Section: Research Program
General research directions
The overall performance of a 1000's core system will depend on many parameters including architecture, operating system, runtime environment, compiler technology and application development. In the ALF project, we will essentially focus on architecture, compiler/execution environment as well as performance predictability, and in particular WCET estimation. Moreover, architecture research, and to a smaller extent, compiler and WCET estimation researches rely on processor simulation. A significant part of the effort in ALF will be devoted to define new processor simulation techniques.
Microarchitecture research directions
We have identified that high performance on single threads and sequential codes is one of the key issues for enabling overall high performance on a 1000's core system and we anticipate that the general architecture of such 1000's core chip will feature many simple cores and a few very complex cores.
Therefore our research in the ALF project will focus on refining the microarchitecture to achieve high performance on single process and/or sequential code sections within the general framework of such an heteregeneous architecture. This leads to two main research directions 1) enhancing the microarchitecture of high-end superscalar processors, 2) exploiting/modifying heterogeneous multicore architecture on a single process. The temperature wall is also a major technological/architectural issue for the design of future processor chips.
Enhancing complex core microarchitecture
Research on wide issue superscalar processors was merely stopped around 2002 due to limited performance returns and the power consumption wall.
When considering a heterogeneous architecture featuring hundreds of simple cores and a few complex cores, these two obstacles will partially vanish: 1) the complex cores will represent only a fraction of the chip and a fraction of its power consumption. 2) any performance gain on (critical) sequential threads will result in a performance gain of the whole system
On the complex core, the performance of a sequential code is limited by several factors. At first, on current architectures, it is limited by the peak performance of the processor. To push back this first limitation, we will explore new microarchitecture mechanisms to increase the potential peak performance of a complex core enabling larger instruction issue width.
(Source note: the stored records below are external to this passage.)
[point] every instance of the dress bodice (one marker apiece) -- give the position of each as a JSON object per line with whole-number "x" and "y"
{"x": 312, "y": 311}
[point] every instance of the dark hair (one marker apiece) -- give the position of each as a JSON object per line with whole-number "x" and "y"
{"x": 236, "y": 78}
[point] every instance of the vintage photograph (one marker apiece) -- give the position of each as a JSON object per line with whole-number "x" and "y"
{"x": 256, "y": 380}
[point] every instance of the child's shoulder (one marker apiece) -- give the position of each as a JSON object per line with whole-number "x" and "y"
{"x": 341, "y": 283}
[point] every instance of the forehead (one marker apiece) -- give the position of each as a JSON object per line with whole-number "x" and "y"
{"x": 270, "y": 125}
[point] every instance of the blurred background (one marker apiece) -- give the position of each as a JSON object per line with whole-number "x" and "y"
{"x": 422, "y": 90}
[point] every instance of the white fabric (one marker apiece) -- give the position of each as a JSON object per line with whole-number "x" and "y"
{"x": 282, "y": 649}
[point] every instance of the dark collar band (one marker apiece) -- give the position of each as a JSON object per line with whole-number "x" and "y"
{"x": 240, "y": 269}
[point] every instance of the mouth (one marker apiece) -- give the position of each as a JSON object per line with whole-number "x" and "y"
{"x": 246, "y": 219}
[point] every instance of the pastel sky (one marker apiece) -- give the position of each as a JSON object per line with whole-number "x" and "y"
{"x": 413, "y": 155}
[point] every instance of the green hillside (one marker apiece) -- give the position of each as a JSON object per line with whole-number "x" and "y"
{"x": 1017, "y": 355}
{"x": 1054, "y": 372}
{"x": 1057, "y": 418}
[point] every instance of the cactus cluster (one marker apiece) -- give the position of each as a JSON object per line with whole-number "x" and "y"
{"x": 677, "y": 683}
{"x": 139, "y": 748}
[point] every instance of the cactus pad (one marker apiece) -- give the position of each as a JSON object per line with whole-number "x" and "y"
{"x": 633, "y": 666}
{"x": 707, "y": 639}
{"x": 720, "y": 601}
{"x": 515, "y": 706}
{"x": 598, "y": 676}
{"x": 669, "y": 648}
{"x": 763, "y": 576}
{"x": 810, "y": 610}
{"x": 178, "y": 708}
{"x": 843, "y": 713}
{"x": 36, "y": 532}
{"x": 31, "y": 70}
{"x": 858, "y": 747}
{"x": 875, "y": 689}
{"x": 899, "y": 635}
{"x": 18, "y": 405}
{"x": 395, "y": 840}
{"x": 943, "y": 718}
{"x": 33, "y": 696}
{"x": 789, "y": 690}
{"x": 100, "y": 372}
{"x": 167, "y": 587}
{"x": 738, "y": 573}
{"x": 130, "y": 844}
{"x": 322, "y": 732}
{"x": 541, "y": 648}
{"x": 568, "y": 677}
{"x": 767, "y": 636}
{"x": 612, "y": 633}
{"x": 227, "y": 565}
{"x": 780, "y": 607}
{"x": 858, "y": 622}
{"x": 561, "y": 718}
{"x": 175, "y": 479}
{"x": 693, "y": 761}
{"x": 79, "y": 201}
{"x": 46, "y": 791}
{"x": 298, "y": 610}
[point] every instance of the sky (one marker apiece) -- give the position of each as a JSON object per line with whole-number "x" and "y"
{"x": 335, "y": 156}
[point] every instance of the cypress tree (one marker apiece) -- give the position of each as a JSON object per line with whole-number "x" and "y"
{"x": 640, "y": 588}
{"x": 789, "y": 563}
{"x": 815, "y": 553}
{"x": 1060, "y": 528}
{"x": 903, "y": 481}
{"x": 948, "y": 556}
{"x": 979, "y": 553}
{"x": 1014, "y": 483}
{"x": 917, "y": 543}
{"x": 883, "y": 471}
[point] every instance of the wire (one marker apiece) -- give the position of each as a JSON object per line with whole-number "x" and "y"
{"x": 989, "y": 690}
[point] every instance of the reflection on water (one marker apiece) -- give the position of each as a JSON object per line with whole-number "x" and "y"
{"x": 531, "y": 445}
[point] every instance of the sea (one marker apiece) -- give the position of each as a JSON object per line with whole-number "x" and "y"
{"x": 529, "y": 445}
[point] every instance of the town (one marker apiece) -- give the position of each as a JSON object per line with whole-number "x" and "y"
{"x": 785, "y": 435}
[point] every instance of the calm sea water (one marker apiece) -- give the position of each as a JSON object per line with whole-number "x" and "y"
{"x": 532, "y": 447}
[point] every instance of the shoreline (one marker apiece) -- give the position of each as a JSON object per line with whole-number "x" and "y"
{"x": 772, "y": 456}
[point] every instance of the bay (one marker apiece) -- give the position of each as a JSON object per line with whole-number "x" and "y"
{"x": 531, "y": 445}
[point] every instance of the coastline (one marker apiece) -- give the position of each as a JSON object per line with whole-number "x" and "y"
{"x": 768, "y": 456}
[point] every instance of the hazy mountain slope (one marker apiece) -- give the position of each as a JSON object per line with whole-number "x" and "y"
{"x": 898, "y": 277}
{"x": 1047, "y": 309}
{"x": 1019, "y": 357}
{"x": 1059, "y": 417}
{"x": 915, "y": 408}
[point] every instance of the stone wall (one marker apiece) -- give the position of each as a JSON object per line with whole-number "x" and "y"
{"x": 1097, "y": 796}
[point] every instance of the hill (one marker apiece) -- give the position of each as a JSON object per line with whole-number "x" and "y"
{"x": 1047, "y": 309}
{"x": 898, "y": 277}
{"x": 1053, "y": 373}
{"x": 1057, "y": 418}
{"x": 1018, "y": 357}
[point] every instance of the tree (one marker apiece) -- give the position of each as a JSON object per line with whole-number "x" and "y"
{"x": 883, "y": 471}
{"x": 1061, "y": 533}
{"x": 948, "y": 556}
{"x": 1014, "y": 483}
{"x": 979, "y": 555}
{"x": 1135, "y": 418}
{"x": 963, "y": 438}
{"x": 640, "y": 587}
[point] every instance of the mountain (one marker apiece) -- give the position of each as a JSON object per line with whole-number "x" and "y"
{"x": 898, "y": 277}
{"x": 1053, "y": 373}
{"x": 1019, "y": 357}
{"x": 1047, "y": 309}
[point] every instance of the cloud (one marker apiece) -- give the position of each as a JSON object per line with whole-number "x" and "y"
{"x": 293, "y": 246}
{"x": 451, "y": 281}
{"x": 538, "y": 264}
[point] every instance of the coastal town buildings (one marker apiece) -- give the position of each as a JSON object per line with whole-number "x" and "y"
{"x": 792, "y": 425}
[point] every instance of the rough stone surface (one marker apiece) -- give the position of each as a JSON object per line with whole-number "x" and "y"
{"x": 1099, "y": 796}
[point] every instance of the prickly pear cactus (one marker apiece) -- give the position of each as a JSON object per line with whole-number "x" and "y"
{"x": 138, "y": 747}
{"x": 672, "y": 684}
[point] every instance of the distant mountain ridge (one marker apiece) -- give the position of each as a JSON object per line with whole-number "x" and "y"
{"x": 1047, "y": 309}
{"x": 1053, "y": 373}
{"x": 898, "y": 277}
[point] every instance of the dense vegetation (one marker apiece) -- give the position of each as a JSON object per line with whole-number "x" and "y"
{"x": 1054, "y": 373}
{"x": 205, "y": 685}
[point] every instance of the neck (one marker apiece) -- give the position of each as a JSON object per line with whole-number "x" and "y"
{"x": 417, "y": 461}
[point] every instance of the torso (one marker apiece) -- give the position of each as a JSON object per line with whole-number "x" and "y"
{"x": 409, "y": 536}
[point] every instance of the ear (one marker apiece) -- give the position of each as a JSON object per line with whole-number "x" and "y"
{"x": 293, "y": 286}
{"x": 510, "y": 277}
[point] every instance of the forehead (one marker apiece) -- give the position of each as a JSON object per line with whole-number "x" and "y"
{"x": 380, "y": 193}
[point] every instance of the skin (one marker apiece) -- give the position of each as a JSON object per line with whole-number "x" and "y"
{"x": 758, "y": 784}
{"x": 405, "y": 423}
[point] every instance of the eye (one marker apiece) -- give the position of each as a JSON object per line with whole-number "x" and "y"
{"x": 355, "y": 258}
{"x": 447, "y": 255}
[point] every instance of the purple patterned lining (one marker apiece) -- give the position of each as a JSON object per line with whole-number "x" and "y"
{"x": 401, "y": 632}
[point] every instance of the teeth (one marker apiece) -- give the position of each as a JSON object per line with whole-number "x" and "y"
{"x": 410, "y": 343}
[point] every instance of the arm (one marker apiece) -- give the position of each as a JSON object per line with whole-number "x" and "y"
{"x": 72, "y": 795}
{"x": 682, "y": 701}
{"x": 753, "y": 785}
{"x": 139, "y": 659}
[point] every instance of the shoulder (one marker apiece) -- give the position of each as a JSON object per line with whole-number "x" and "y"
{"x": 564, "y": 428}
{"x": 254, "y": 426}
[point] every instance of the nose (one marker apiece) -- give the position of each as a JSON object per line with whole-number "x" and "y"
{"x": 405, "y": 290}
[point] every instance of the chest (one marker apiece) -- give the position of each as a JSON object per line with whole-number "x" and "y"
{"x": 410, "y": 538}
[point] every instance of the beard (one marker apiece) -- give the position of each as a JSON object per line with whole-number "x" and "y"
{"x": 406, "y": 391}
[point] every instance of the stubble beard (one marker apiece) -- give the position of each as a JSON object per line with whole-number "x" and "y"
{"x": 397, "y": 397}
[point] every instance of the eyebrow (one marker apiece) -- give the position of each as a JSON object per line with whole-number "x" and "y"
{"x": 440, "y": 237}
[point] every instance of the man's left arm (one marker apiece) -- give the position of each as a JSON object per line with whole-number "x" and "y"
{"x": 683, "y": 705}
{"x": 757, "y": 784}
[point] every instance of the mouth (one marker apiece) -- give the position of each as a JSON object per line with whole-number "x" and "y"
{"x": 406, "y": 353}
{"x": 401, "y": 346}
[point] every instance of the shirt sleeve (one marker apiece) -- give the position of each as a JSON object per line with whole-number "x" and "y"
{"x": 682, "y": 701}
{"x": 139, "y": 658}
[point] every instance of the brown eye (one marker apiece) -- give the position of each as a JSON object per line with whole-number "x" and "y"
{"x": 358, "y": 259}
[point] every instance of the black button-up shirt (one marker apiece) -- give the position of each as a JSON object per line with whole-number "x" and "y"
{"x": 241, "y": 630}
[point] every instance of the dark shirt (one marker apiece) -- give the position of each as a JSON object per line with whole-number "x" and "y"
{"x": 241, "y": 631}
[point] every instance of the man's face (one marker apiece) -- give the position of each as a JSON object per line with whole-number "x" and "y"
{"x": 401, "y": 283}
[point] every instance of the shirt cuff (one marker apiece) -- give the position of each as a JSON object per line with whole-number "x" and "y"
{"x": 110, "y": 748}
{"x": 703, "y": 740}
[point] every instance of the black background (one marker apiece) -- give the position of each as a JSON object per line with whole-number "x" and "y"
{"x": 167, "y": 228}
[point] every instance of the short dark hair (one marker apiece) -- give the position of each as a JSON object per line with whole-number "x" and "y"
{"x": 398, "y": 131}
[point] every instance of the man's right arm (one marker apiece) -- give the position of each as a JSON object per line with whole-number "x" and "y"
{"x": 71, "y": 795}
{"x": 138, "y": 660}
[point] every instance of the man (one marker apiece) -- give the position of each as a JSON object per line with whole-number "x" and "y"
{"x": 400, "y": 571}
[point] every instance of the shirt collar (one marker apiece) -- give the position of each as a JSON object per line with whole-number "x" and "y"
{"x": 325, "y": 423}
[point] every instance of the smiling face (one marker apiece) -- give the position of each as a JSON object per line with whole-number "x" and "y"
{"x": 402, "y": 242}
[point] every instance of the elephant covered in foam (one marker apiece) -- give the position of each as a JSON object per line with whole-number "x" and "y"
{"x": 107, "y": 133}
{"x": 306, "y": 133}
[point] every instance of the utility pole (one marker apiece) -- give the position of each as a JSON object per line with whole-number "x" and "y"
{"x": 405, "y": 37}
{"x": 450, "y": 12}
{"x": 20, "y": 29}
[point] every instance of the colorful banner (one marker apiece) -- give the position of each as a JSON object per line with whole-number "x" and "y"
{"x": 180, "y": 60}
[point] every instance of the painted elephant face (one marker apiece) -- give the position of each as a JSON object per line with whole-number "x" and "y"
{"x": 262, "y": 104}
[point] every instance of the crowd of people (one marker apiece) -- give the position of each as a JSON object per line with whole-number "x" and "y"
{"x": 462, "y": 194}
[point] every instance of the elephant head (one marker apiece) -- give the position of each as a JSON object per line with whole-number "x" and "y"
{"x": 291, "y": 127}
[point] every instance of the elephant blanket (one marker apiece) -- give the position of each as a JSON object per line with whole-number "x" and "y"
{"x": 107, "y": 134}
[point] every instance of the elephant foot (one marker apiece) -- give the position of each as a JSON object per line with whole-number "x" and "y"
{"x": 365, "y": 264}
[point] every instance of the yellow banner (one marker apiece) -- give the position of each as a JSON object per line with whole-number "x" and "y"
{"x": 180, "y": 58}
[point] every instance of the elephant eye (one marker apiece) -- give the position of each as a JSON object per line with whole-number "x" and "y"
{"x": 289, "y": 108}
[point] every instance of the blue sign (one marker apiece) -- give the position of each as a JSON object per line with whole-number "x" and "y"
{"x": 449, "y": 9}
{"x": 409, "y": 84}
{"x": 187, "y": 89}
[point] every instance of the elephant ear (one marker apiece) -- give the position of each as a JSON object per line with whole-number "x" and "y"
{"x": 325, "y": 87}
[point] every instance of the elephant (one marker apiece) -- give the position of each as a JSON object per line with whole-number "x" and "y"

The processor performance is also limited by control dependencies. To push back this limitation, we will explore new branch prediction mechanisms as well as new directions for reducing branch misprediction penalties [10] , [12] . As data dependencies may strongly limit performance, we will revisit data prediction. Processor performance is also often highly dependent on the presence or absence of data in a particular level of the memory hierarchy. For the ALF multicore, we will focus on sharing the access to the memory hierarchy in order to adapt the performance of the main thread to the performance of the other cores. All these topics should be studied with the new perspective of quasi unlimited silicon budget.
Exploiting heterogeneous multicores on single process
When executing a sequential section on the complex core, the simple cores will be free. Two main research directions to exploit thread level parallelism on a sequential thread have been initiated in late 90's within the context of simultaneous multithreading and early chip multiprocessor proposals: helper threads and speculative multithreading.
Helper threads were initially proposed to improve the performance of the main threads on simultaneous multithreaded architectures [39] . The main idea of helper threads is to execute codes that will accelerate the main thread without modifying its semantic.
In many cases, the compiler cannot determine if two code sections are independent due to some unresolved memory dependency. When no dependency occurs at execution time, the code sections can be executed in parallel. Thread-Level Speculation has been proposed to exploit coarse grain speculative parallelism. Several hardware-only proposals were presented [46] , but the most promising solutions integrate hardware support for software thread-level speculation [50] .
In the context of future manycores, thread-level speculation and helper threads should be revisited. Many simple cores will be available for executing helper threads or speculative thread execution during the execution of sequential programs or sequential code sections. The availability of these many cores is an opportunity as well as a challenge. For example, one can try to use the simple cores to execute many different helper threads that could not be implemented within a simultaneous multithreaded processor. For thread level speculation, the new challenge is the use of less powerful cores for speculative threads. Moreover the availability of many simple cores may lead to the use of helper threads and thread level speculation at the same time.
Temperature issues
Temperature is one of the constraints that have prevented the processor clock frequency to be increased in recent years. Besides techniques to decrease the power consumption, the temperature issue can be tackled with dynamic thermal management [9] through techniques such as clock gating or throttling and activity migration [49] [5] .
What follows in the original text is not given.